12.01.2006 | aktual.: 13.01.2006 12:08
W ubiegłym roku Goulais po raz kolejny zwrócił się z wnioskiem o warunkowe zwolnienie. Wcześniej sądy kilka razy odrzucały jego prośby. Tym razem było inaczej - Goulais opuścił areszt śledczy w warszawskiej Białołęce 1 grudnia ubiegłego roku. Do końca kary pozostał mu niespełna rok. Gdyby sąd nie zgodził się na wcześniejsze zwolnienie, Goulais wyszedłby z więzienia 10 października 2006 r.
Zabił z zazdrości
O zabójstwie Andrzeja Zauchy mówiła cała Polska. 11 października 1991 r. na parkingu przy krakowskim Teatrze STU Yves Goulais, francuski reżyser teatralny od dawna mieszkający w Polsce, oddał serię strzałów w stronę swojej żony Zuzanny Leśniak i towarzyszącego jej krakowskiego piosenkarza. Zaucha zginął na miejscu. Leśniak, 26-letnia aktorka, zmarła w szpitalu. Goulais oddał się w ręce policji. Mówił, że zabił z zazdrości o żonę. Podczas procesu prokurator podkreślał, że morderstwo było dokładnie zaplanowane, a Goulais miał pełną świadomość skutków swojego czynu.
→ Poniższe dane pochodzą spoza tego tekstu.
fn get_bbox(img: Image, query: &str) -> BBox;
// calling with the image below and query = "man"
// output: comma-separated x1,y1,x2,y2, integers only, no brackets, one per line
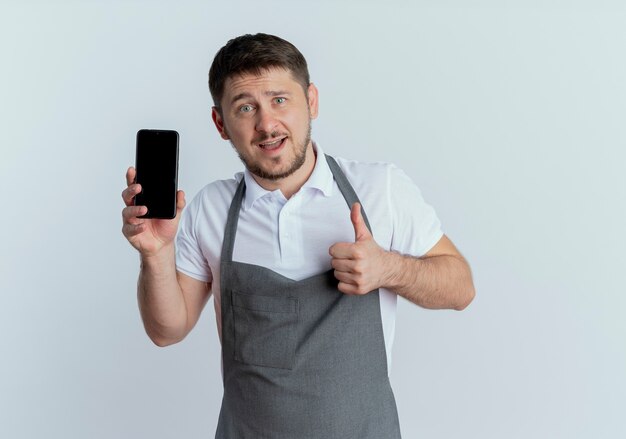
122,34,474,439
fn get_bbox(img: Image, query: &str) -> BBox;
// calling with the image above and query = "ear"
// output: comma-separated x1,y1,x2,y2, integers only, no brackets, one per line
211,107,230,140
307,82,319,119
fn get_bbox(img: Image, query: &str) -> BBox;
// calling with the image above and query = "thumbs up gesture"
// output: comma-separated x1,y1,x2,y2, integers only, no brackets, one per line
328,203,389,295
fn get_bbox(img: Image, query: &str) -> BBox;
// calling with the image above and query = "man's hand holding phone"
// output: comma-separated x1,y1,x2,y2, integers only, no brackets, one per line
122,167,185,256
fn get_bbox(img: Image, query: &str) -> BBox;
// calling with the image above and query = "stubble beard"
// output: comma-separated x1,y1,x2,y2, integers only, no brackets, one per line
230,119,311,181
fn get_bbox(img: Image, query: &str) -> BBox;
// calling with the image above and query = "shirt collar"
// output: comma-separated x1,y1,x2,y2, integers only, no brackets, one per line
243,142,334,210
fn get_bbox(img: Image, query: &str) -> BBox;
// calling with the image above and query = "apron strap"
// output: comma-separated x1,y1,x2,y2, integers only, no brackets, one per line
324,154,374,235
221,154,374,262
221,176,246,267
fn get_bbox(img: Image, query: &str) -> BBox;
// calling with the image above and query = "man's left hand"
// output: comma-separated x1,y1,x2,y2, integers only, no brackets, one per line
328,203,389,295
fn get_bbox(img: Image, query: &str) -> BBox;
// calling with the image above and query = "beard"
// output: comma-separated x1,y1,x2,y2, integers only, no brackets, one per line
230,119,311,181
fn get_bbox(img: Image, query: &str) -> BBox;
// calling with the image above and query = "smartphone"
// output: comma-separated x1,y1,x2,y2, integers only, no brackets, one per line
135,130,178,219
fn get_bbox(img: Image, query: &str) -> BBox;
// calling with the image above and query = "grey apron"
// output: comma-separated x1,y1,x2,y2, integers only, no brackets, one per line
215,156,400,439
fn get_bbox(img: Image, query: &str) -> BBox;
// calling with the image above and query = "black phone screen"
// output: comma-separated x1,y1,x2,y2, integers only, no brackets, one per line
135,130,178,219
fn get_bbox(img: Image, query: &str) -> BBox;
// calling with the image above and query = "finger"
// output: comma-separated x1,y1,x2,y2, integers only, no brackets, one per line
330,258,355,273
126,166,137,186
122,206,148,224
333,270,356,284
176,191,187,216
337,282,359,295
350,203,372,242
122,184,141,206
328,242,355,259
122,223,146,238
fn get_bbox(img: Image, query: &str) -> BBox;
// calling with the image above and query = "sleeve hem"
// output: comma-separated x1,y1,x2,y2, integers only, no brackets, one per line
176,265,213,282
418,229,443,257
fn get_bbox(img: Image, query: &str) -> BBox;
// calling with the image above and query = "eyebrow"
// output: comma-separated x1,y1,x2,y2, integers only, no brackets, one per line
230,90,291,105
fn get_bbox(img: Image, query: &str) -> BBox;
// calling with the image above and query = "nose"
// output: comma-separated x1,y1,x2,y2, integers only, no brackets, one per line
255,108,278,134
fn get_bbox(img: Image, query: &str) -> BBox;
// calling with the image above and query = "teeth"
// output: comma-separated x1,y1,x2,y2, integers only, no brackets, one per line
259,139,283,149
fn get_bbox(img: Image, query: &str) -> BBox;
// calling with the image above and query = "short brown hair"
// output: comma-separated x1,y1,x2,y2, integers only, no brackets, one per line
209,33,310,109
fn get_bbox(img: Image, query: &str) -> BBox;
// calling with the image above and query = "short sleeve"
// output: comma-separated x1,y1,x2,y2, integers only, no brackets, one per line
176,197,213,282
387,165,443,257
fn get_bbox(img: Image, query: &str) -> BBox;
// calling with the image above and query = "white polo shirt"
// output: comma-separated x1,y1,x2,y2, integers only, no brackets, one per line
176,143,443,372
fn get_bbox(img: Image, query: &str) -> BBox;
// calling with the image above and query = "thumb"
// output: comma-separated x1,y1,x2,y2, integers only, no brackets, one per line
350,203,372,242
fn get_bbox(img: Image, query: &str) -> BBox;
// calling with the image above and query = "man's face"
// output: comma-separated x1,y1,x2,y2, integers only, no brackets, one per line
213,68,317,181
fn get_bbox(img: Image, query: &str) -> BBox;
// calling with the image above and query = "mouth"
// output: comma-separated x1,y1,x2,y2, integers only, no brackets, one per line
257,137,287,151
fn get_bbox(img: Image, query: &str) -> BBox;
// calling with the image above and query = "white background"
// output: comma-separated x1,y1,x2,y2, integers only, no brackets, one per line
0,0,626,439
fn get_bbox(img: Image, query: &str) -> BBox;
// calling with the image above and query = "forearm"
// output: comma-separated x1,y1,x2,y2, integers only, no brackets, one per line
385,252,475,311
137,244,187,346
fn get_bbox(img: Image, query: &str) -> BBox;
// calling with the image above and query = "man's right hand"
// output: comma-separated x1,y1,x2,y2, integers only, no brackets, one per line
122,167,185,256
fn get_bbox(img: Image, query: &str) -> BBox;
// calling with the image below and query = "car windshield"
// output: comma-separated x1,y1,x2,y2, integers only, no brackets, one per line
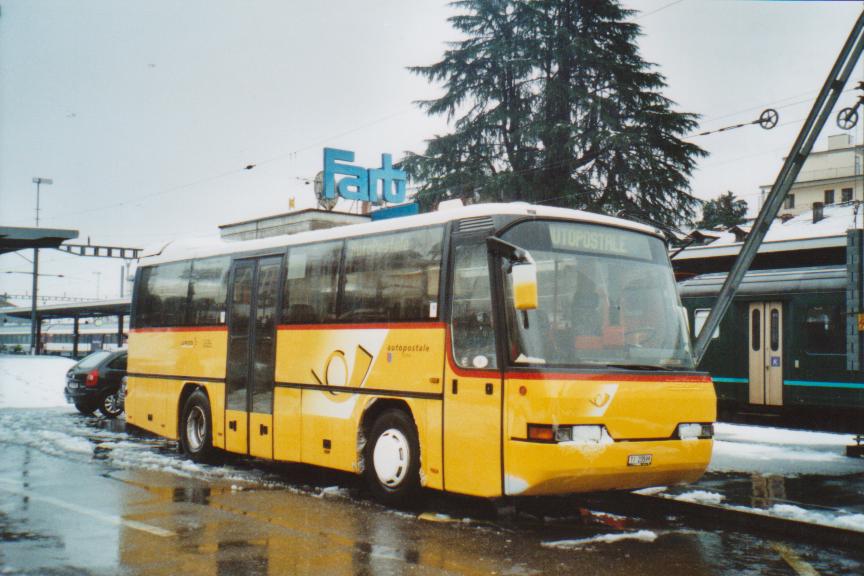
502,221,694,369
78,350,111,370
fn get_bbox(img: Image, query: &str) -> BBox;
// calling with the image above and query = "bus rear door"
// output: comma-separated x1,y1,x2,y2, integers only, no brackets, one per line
225,256,282,458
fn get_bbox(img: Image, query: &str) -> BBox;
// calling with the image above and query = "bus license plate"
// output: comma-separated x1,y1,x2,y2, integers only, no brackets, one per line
627,454,651,466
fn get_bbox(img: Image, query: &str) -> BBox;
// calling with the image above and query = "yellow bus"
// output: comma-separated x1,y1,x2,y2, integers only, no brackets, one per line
126,203,715,504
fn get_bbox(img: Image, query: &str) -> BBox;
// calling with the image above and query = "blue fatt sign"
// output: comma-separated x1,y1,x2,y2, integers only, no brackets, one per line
324,148,408,204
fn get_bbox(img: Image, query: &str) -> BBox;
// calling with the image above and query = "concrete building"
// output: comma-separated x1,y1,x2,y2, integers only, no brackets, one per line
759,134,864,217
219,208,370,241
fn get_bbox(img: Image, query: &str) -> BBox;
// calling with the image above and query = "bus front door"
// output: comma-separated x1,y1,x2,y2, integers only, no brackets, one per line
225,256,282,458
444,241,502,498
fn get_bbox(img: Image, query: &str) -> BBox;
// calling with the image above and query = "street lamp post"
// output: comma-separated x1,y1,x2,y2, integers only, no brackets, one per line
30,177,54,356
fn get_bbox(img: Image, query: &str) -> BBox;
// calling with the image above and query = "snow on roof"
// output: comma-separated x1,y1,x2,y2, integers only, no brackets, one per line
690,228,723,238
675,202,864,260
140,202,662,266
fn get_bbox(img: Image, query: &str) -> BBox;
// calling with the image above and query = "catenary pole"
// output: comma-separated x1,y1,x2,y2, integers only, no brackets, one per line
30,177,54,356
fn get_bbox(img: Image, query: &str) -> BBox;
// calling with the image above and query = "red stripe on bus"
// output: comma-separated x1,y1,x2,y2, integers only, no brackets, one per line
507,372,711,383
278,322,444,330
130,326,228,334
444,330,712,384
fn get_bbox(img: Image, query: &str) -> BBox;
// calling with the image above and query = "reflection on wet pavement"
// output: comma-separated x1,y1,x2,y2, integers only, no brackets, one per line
0,410,864,576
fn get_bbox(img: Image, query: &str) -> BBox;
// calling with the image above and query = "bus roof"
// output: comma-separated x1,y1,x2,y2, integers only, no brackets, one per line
140,202,662,266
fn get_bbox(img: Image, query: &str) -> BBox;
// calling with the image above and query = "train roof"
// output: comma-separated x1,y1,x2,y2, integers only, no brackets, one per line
140,202,662,266
678,266,847,298
673,202,864,262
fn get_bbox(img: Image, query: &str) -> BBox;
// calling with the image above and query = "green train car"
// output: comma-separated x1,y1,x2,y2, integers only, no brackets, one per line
679,266,864,433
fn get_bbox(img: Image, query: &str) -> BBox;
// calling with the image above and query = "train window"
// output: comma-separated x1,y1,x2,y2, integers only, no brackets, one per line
693,308,720,340
804,304,846,354
771,308,780,352
750,309,762,351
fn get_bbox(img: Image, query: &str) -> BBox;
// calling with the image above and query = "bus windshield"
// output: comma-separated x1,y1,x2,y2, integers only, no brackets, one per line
502,220,694,369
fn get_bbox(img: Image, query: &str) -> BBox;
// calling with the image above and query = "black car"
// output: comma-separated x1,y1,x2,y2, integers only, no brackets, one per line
64,350,127,418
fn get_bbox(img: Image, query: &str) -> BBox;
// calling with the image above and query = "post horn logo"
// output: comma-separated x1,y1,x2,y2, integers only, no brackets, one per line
312,345,373,401
591,392,611,408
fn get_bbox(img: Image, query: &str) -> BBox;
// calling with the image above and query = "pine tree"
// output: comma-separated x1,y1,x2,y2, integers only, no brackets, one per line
697,191,747,230
402,0,705,225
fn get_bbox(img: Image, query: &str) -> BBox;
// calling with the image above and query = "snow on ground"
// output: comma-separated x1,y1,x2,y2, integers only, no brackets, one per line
708,423,864,476
675,490,726,504
542,530,657,548
732,504,864,532
0,354,75,408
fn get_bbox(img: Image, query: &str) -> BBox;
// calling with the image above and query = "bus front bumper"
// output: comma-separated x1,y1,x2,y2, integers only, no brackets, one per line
504,439,713,496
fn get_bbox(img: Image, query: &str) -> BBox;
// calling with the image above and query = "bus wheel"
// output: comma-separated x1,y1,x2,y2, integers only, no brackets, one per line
75,402,96,416
180,390,214,462
364,410,420,506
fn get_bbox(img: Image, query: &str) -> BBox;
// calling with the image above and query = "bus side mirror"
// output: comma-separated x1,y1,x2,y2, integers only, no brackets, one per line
510,263,537,310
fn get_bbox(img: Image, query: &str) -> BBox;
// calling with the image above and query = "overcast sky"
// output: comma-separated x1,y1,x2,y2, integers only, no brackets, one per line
0,0,864,305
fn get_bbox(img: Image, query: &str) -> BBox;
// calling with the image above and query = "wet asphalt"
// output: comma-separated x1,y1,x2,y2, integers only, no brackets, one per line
0,409,864,576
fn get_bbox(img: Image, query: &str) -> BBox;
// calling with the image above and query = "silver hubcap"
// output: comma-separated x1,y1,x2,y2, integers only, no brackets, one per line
372,428,411,488
186,406,207,452
102,392,122,414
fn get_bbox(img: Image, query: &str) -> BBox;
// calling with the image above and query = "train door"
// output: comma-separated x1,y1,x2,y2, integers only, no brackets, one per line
225,256,282,458
748,302,783,406
444,238,502,497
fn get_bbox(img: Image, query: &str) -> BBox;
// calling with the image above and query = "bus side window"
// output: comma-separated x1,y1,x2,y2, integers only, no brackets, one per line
282,240,342,324
134,260,192,328
452,243,497,368
189,256,231,326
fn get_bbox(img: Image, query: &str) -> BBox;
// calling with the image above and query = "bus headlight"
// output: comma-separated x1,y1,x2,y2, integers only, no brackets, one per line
528,424,613,444
678,422,714,440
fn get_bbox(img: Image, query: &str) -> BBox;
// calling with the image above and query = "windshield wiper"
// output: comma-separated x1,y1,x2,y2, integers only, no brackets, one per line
606,364,672,372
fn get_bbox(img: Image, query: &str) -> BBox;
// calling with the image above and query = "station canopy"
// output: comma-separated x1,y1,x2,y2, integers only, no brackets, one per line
0,226,78,254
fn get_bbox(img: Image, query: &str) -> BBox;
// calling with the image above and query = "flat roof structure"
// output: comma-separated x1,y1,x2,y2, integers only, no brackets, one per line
0,226,78,254
0,298,132,320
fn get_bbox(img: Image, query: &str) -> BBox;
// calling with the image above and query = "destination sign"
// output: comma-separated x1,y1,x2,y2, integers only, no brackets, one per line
549,222,653,260
323,148,408,204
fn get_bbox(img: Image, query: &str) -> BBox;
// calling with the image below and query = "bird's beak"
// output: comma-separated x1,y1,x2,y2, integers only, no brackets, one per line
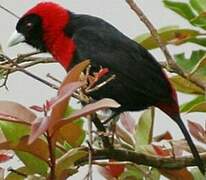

Sąd oddalił jednak żądanie najwyższego wymiaru kary i skazał zabójcę na 15 lat pozbawienia wolności. Francuz przebywał kolejno w więzieniach w Krakowie, Nowej Hucie, Trzebini i Warszawie. Przez długi czas mówił, że cały czas ma poczucie winy i dlatego chce odsiedzieć cały wyrok.
Bez prawa łaski
O jego wcześniejsze zwolnienie starała się natomiast matka. Dwukrotnie prosiła prezydenta Aleksandra Kwaśniewskiego o łaskę dla syna. - Proszę wysłuchać mego bólu - pisała. Sam Goulais nie zgodził się wtedy na rozpatrzenie wniosków matki. Wycofał jej pisma z kancelarii prezydenta. Podkreślał, że pobyt w więzieniu jest dla niego pokutą. - Trzeba ją odbyć, by móc kiedyś spojrzeć w lustro bez obrzydzenia - tłumaczył. Po pewnym czasie niespodziewanie zmienił zdanie. W 2002 r. sam poprosił prezydenta o ułaskawienie.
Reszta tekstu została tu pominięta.